On the track, he picked up career win No. 3 at Texas Motor Speedway, clinching a spot in the playoffs. Dillon and his team didn’t play the role of just being glad to be in the postseason, advancing past the first round before being eliminated in the Round of 12.
His 135 laps led was a career-best, and it came at a mixture of tracks. At Texas Motor Speedway, Dover International Speedway and Richmond Raceway, Dillon led at least 20 laps. His four top-five finishes matched a career-high, and two of them were in back-to-back weeks to begin the playoffs – second at Darlington Raceway and fourth a week later at Richmond.
RCR made some gains in its intermediate track program last year, and Dillon’s results showed that.
At Las Vegas Motor Speedway, Kansas Speedway, Atlanta Motor Speedway, Texas and Charlotte Motor Speedway, he finished just twice outside the top 11, so there’s the definite groundwork laid that he can be competitive and in position for a late-race push.

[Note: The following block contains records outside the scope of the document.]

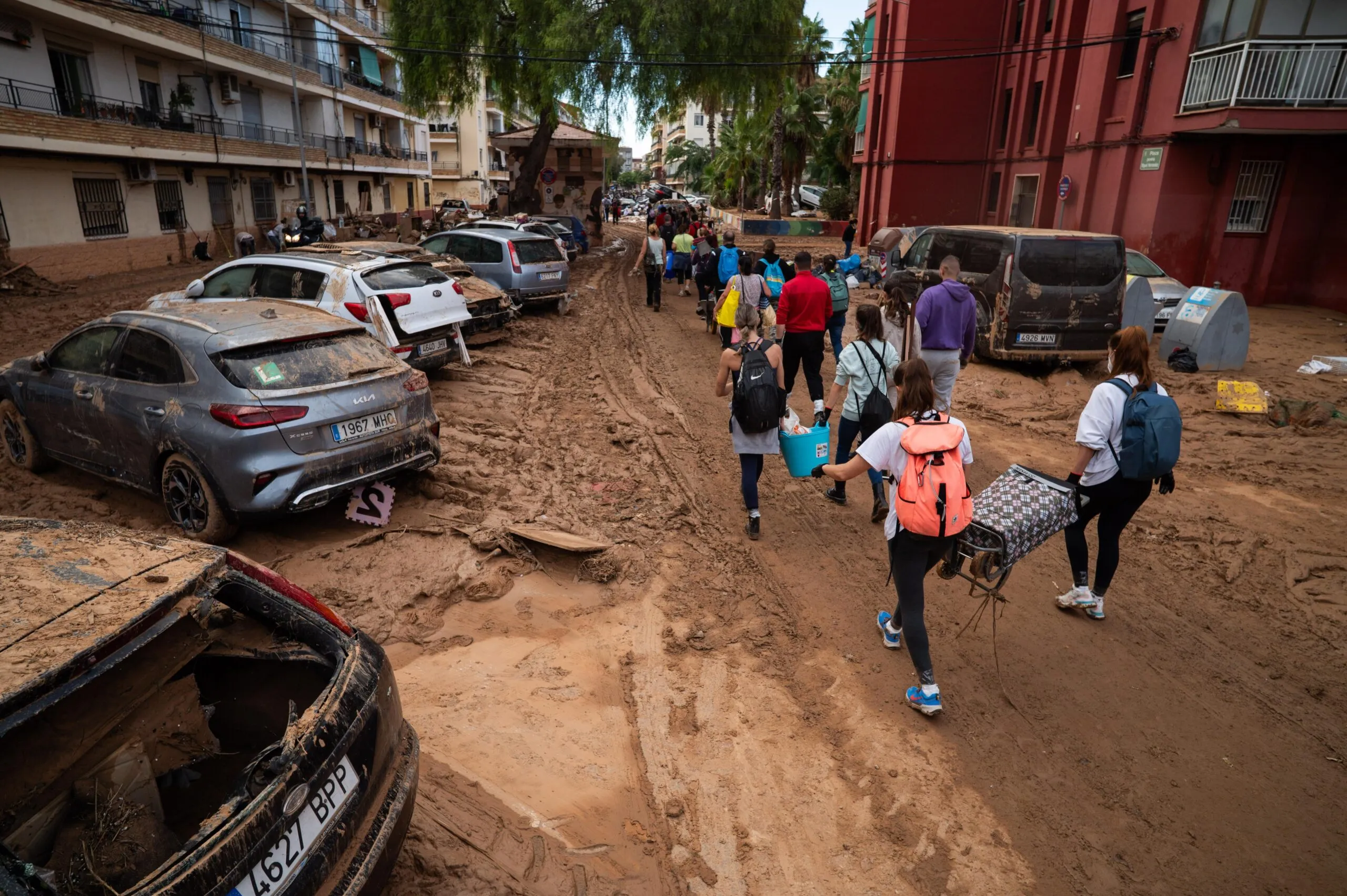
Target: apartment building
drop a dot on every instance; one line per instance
(133, 128)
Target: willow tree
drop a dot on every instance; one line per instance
(540, 53)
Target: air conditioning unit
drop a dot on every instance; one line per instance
(229, 88)
(142, 172)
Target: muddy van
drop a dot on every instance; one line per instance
(1043, 296)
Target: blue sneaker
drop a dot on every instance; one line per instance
(891, 640)
(922, 702)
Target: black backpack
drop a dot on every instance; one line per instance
(876, 410)
(758, 399)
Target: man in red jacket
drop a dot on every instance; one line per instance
(802, 316)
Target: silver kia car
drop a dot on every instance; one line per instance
(223, 410)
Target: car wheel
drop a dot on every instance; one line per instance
(19, 442)
(192, 501)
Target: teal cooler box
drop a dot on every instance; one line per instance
(806, 450)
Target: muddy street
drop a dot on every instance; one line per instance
(690, 712)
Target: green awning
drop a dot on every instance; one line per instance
(369, 66)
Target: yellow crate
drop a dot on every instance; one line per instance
(1240, 398)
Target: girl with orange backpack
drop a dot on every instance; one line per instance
(924, 452)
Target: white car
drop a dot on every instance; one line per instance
(408, 305)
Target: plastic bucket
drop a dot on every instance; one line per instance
(806, 450)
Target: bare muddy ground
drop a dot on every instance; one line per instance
(698, 713)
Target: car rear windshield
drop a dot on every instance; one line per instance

Dillon’s also a proven commodity on superspeedways. His seven top 10s at Daytona International Speedway are the most for him than any other track. When it comes to superspeedway racing, you cannot put a price on experience. Dillon has it for sure.
Career progression is a long path that does not happen overnight in NASCAR. A driver and team have to mesh and get in sync over time.
But if you’re looking for building blocks toward being a greater contender, Dillion and the RCR No. 3 laid put some big ones in place a season ago. Running strong multiple venues, especially with a number of them being intermediate tracks, was a big help.
RCR appeared to have a good grasp on the aerodynamic package last year, and it showed in both the results of Dillon and Tyler Reddick, who also nearly got into the playoffs.
Dillon was a top-12 driver when it was all said and done in the playoffs last year, and contending for a win in back-to-back weeks at Darlington and Richmond certainly showed a glimpse of where Dillon and his team could be.
If the success of last year can be built on, Dillon is capable of winning multiple races in 2021. Given his past success on the high banks of Daytona, he is also well positioned to start the year off with a strong burst of momentum.